The result of these resolutions was to create a specially favoured class, those who had during the last four years sat in the Great Council. By the third resolution admission to that caste was still left open; but the action of the Committee of three soon completed the Serrata del Maggior Cormgtio, and rendered the oligarchy virtually a close caste; for they laid down for themselves the rule that no one was eligible to the Great Council unless he could prove that a paternal ancestor had sat in the Council subsequent to its creation in 1172. By this regulation all those-and they were the vast majority-who had neither sat themselves nor could prove that a paternal ancestor had sat in the Great Council, were virtually disfranchised, for that Council was the root of political life in the State, and exclusion from it meant political annihilation. In 1315 a list of all those who were eligible for election was compiled, and only legitimate children of parents belonging to the favoured class were allowed to appear in this register, known as the Golden Book. Thus the Venetian aristocracy was created, and was established as the sole power in the State.

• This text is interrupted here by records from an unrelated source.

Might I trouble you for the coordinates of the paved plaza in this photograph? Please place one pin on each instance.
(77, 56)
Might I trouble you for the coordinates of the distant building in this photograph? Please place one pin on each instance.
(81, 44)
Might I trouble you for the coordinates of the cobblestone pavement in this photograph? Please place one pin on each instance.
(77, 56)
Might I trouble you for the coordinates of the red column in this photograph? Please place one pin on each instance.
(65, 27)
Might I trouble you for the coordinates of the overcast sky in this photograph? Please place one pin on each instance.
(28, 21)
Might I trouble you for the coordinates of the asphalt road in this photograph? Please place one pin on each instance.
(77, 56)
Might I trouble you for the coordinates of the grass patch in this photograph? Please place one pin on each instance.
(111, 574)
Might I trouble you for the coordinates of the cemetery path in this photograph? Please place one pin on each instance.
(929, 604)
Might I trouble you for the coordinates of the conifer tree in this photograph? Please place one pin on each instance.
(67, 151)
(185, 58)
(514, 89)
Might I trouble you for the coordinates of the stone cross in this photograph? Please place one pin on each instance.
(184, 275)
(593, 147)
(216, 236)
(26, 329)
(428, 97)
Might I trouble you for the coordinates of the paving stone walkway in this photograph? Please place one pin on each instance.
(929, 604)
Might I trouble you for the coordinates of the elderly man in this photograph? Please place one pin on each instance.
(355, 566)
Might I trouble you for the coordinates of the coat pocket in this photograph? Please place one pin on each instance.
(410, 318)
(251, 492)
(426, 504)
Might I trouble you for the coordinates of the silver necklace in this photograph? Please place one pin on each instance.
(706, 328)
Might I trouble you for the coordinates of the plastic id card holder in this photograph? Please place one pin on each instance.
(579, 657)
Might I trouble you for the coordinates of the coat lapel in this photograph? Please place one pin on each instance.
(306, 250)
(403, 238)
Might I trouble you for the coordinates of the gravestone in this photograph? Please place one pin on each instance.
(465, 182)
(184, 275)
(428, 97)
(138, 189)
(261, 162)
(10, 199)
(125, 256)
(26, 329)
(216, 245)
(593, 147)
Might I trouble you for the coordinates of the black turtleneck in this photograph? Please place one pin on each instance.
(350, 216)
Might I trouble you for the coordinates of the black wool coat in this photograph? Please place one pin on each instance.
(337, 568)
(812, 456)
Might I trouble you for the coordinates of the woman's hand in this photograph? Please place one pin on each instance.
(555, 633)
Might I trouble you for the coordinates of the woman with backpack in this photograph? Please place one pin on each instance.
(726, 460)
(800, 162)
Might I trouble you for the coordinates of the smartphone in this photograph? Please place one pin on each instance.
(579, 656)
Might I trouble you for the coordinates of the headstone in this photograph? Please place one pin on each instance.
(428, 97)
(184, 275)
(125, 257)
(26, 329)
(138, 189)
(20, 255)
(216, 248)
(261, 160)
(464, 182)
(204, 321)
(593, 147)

The exclusion of so many Venetians from all share in the government of their State led to the only revolution which ever seriously endangered the Republic,—the Conspiracy of Bajamonte Tiepolo (1310). Thanks, however, to the decisive step then taken, this conspiracy was crushed and the constitution of Venice was never again in any grave peril. For it was at this moment of danger to the State that the constitution received its final touches by the creation of the Council of Ten.